There is a general assumption that our bodies are limited in what they can do. We can’t levitate, we can’t suspend in mid air, and we can’t fly. The reason why we can’t defy the laws of physics is because our physical forms are confined by them. But what if we are wrong? What if our bodies are actually limitless in what they can do, but it is our minds that are limiting them? What if all it takes is belief?
At one point in history, running a 4-minute mile was considered impossible. Then Roger Bannister did it in 1929, and suddenly the collective perception changed. Once one person broke the record, it didn’t even seem like a big deal anymore. Now the fastest mile is 3 minutes and 43 seconds – and I guarantee you someone will beat that too. Once the human brain can conceive of something as possible, the body can accomplish it.

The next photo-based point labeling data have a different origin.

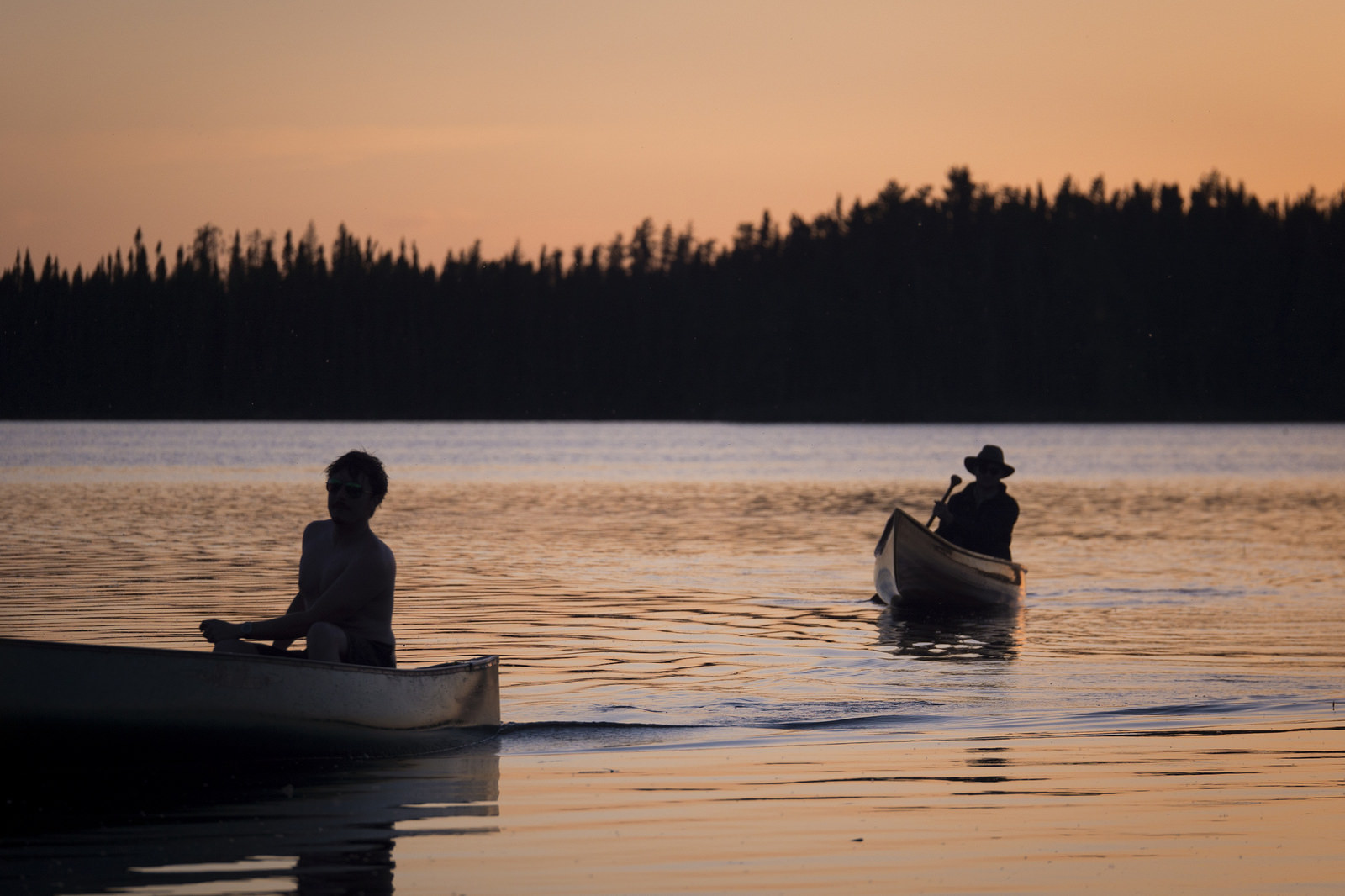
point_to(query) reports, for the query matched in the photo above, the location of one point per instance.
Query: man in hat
(981, 517)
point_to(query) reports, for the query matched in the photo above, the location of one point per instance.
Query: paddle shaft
(952, 483)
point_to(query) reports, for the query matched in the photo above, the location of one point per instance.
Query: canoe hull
(915, 567)
(134, 698)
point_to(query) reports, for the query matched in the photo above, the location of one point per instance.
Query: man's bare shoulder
(318, 529)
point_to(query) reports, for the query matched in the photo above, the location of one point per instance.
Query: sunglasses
(353, 488)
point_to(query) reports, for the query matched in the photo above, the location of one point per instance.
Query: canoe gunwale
(914, 564)
(54, 692)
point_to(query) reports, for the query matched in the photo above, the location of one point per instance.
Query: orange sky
(562, 123)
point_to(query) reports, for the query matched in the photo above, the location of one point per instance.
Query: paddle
(952, 483)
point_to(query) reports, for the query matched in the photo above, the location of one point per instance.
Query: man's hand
(217, 630)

We see this all time with world records, dance, sports, ice skating, gymnastics, big wave surfing etc… Actions that once seemed inconceivable instantaneously become manageable once we witness someone else doing it. Oh wow, that person can turn 700 times on their head, cool – now all kids are doing it. The first step towards achieving the unimaginable is as simple as having faith that you can.
The people who are pushing the edges of physicality are the ones who inherently know that if they can envision something, eventually it can be done. They can surf waves as tall as sky scrapers, walk a tightrope across the Grand Canyon, or even try to fly. Elizabeth Streb is one of those people. She is a dancer and choreographer who creates movement pieces that challenge and obliterate every convention when it comes to the presumed restrictions of the human body – including flight.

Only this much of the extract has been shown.